In any battle, understanding your enemy can be a powerful tool and this scenario is no exception. A ‘zombie’ is simply a reanimated corpse – a human who has physically died and returned to a ‘living’ state with limited functions. They have no pulse and their brain capacity is essentially non-existent. Their ability to recall any memories of their pre-infected life is a current topic of debate, but what is universally accepted is the idea that zombies are merely ‘eating machines’ that continue to operate for one sole purpose – to consume non-infected flesh (they do not prey on each other). Their sheer determination and persistence to satisfy this need against all odds is one of their more frightening characteristics. There is also a commonly held belief that zombies only seek to devour human brains, but this is not accurate – they are by no means picky eaters. Their main advantages over humans include the fact that they do not register fear or pain – they can take on a substantial amount of physical damage and, barring a sharp blow to the head, will continue in their pursuit. They can often be recognised by their peculiar stride, unsightly gaping wounds, absent limbs and their blank, emotionless facial expressions. However, the most well-known trait is that of the unsettling moan uttered from the zombie in its attempt to communicate.

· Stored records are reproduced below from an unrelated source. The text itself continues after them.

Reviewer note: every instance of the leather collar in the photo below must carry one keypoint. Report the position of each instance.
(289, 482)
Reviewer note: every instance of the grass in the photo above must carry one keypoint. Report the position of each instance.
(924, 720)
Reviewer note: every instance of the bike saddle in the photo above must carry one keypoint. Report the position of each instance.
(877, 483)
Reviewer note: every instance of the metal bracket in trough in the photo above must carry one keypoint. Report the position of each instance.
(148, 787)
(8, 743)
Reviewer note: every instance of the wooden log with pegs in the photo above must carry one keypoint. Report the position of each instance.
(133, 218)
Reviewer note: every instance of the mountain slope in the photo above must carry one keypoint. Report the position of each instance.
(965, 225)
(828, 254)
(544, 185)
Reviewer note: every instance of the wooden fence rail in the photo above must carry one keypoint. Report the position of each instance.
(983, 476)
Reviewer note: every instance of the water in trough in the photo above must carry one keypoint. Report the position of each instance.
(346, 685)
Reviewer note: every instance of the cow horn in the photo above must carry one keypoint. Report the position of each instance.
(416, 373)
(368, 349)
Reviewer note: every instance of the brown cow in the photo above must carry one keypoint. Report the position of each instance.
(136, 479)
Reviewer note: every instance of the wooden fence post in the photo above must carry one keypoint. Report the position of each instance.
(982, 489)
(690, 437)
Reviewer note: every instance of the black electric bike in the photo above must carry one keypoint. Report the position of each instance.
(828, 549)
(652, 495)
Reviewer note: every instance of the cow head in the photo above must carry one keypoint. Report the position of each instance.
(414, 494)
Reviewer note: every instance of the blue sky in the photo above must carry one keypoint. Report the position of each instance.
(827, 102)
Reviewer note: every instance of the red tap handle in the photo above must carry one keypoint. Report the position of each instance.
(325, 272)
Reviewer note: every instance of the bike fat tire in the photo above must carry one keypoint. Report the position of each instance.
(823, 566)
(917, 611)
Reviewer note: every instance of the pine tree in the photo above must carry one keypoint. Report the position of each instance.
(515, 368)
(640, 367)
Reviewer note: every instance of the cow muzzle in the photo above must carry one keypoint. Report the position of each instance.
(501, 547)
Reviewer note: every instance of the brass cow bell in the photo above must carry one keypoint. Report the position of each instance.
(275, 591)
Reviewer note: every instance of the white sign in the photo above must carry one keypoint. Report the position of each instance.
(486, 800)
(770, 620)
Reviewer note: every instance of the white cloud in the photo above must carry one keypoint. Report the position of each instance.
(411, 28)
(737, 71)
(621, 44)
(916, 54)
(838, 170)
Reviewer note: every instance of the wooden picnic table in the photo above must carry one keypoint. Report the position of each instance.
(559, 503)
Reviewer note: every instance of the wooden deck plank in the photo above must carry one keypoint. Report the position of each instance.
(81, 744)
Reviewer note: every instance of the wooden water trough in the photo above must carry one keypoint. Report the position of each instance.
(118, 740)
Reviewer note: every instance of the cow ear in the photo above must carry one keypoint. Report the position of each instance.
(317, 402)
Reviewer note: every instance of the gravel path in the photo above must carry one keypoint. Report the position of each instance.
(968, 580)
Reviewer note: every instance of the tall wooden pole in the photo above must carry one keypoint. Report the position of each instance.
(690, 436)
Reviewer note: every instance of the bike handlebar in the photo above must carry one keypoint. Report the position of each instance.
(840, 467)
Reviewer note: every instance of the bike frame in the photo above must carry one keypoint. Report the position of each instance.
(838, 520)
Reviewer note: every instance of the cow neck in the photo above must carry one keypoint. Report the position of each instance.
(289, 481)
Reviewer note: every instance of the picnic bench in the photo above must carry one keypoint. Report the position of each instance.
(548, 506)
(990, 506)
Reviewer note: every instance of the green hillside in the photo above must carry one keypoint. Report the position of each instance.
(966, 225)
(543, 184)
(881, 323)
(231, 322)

As for the ‘lifespan’ (if it can so be called) of such a creature, one could speculate that it would be relatively similar to that of an uninfected individual – when left to its own devices; a zombie would continue to walk the earth until it literally withers away (i.e. crumbles under its own weight, leaving the brain matter to completely disintegrate) – this process could take any number of years. However, the time taken for any remaining cellular activity to disappear entirely depends on a number of factors including environment. For example, in hot/humid climates, the rate of decay would rise rapidly and consequently shorten the activity of the undead. On the other hand, colder environments may provide conservation or indeed leave the subject in a permanent/frozen state of living death (be cautious of thawed out corpses in such situations).

Two main types of such creatures have been depicted – the slow, shuffling zombies, as portrayed in Romero’s work, and the more recent concept of the faster, more aggressive zombie (examples of which can be found in the Dawn of the Dead remake, 28 Days Later and Zombieland). Dealing with either type has its advantages and drawbacks, and although sprinting zombies are obviously more of a threat, slow zombies can be equally lethal in multitudes.